Nesta sexta-feira (26), o Ministério da Saúde divulgou o início de um projeto-piloto que introduz a semaglutida no tratamento de pacientes atendidos pelo Sistema Único de Saúde (SUS) no Rio Grande do Sul. A iniciativa envolve pacientes do Grupo Hospitalar Conceição, que já estão sob acompanhamento médico.

O que é a Semaglutida?

A semaglutida é um medicamento classificado como agonista do receptor GLP-1, frequentemente associado à perda de peso e comumente referido como uma 'caneta emagrecedora'. Este tipo de medicamento tem ganhado destaque por sua eficácia no tratamento da obesidade e em casos de diabetes tipo 2.

Objetivos do Projeto-Piloto

O projeto-piloto tem como meta avaliar a eficácia, o impacto clínico e a viabilidade econômica da semaglutida no contexto do SUS, focando especialmente no tratamento da obesidade. Serão incluídos 250 pacientes com obesidade grave, muitos dos quais também apresentam outras condições de saúde, como problemas cardíacos e indicação para cirurgia bariátrica.

Perfil dos Pacientes Selecionados

Os participantes do estudo são pacientes que já recebem acompanhamento no Grupo Hospitalar Conceição e que possuem um diagnóstico de obesidade há pelo menos 12 meses. Além disso, é necessário que tenham demonstrado falha no tratamento convencional, que inclui dietas e exercícios físicos por, no mínimo, dois meses.

Avaliação e Recursos do Estudo

Durante um período de dois anos, o estudo irá monitorar indicadores chave, como a porcentagem de perda de peso, a melhoria na qualidade de vida e os resultados de exames clínicos. A pesquisa será financiada por meio de recursos fornecidos pela Fundação de Apoio da Universidade Federal do Rio Grande do Sul (UFRGS), com apoio financeiro da empresa produtora do medicamento.

Desafios e Considerações Finais

Embora a semaglutida tenha mostrado potencial no tratamento da obesidade, a Comissão Nacional de Incorporação de Tecnologias no SUS (Conitec) já havia recomendado anteriormente que não houvesse a incorporação de medicamentos como a liraglutida e a semaglutida no SUS devido ao elevado custo estimado de R$ 8 bilhões anuais.
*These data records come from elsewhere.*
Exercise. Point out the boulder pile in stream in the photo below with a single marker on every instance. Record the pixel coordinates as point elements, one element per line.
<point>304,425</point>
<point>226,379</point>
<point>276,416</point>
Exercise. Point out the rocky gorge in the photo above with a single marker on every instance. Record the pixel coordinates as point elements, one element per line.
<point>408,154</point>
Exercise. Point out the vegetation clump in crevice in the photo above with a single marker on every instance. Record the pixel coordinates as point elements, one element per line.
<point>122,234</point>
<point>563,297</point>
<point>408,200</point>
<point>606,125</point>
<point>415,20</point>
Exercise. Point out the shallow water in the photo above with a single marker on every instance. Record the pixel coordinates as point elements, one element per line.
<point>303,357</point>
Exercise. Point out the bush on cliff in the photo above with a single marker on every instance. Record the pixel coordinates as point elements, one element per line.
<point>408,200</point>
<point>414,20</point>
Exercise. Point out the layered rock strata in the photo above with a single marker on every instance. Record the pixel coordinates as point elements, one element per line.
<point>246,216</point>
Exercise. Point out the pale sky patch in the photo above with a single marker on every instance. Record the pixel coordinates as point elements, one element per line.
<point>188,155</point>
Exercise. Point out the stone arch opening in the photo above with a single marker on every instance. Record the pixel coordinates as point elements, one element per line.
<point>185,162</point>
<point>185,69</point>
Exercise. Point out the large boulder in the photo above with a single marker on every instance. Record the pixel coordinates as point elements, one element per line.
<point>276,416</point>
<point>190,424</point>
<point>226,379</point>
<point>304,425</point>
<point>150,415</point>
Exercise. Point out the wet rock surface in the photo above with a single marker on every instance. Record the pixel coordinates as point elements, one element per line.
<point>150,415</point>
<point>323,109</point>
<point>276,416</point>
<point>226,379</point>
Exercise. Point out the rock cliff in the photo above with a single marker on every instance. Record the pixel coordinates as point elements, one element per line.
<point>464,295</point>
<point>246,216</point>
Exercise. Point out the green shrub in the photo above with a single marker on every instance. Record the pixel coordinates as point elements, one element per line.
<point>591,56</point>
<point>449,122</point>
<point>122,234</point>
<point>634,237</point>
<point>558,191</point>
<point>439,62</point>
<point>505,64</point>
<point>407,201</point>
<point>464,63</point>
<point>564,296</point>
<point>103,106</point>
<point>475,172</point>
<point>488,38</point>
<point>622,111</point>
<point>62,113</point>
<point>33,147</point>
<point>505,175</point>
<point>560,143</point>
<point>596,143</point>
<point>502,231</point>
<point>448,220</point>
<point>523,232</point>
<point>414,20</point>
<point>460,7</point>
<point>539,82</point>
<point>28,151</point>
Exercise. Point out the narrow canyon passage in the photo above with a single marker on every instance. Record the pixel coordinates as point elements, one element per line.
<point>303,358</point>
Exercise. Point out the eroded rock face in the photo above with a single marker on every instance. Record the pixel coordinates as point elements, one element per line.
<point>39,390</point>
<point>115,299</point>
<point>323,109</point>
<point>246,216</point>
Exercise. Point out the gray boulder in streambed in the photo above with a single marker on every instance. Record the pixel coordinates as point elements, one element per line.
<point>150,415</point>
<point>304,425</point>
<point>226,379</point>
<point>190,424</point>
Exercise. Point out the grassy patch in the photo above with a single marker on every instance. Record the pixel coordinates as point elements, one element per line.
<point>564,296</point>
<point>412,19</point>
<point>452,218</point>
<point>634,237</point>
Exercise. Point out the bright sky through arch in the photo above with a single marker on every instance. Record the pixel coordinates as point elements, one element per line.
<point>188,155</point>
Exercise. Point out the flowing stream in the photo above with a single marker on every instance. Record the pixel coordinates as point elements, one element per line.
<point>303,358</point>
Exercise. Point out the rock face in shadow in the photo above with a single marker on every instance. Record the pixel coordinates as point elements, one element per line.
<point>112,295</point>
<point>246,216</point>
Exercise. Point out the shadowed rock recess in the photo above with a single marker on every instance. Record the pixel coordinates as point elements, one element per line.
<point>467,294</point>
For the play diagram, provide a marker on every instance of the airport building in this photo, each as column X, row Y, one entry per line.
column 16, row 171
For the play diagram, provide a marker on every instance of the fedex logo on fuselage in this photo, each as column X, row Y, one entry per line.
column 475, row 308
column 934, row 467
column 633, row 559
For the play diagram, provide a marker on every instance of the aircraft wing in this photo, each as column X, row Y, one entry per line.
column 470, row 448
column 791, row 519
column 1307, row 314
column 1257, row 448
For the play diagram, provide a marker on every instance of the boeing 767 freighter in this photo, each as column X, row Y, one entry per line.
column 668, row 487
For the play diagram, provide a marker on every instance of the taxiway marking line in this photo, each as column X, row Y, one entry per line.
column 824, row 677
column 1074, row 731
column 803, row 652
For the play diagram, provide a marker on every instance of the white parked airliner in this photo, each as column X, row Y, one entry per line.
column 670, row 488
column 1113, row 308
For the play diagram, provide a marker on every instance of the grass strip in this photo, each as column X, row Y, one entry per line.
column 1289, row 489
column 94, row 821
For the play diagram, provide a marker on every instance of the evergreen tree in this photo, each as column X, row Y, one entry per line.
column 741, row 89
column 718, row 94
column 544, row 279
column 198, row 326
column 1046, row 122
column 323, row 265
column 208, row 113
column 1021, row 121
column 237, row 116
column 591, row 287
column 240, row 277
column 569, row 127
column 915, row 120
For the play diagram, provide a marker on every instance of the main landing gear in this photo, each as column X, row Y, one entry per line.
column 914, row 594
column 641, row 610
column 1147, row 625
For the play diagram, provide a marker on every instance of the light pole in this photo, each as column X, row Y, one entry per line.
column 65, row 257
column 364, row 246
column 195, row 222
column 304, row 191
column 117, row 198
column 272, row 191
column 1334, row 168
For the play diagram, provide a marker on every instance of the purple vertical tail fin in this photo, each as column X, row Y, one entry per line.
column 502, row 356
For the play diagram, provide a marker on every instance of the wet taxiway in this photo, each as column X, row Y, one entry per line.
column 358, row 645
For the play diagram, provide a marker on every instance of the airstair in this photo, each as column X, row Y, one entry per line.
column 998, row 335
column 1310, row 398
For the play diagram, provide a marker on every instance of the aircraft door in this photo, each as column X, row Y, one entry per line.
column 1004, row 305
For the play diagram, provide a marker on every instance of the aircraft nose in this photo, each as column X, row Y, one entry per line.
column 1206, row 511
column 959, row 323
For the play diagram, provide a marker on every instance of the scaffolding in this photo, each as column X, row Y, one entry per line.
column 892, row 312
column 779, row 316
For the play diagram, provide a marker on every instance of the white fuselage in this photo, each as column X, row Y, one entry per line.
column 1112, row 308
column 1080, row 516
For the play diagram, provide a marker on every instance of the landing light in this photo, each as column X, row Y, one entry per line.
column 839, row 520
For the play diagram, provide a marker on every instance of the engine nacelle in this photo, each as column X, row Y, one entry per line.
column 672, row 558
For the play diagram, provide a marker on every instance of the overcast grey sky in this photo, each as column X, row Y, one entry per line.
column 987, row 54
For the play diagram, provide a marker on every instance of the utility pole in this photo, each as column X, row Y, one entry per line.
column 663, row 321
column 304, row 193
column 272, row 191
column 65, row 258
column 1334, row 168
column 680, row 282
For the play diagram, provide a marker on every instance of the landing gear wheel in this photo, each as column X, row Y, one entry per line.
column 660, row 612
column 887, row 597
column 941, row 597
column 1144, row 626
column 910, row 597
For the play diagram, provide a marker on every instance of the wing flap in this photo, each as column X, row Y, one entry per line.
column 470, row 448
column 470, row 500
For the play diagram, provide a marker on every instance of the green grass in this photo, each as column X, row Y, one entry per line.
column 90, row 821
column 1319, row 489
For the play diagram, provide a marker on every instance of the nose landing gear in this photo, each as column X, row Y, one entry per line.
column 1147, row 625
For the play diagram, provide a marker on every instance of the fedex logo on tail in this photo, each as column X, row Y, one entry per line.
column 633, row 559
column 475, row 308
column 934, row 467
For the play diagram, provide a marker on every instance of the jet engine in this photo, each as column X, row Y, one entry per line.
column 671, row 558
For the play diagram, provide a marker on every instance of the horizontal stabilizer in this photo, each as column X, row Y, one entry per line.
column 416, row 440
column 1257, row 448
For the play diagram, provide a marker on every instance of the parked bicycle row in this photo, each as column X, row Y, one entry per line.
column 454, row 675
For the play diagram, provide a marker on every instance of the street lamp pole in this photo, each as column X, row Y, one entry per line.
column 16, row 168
Essa análise destaca os desafios financeiros enfrentados pelo sistema de saúde ao considerar novas terapias.

Assim, o projeto-piloto representa um passo importante para explorar a viabilidade da semaglutida no SUS, proporcionando uma oportunidade para avaliar sua eficácia em um cenário real e, possivelmente, contribuir para futuras decisões sobre a inclusão de tratamentos inovadores no sistema público de saúde.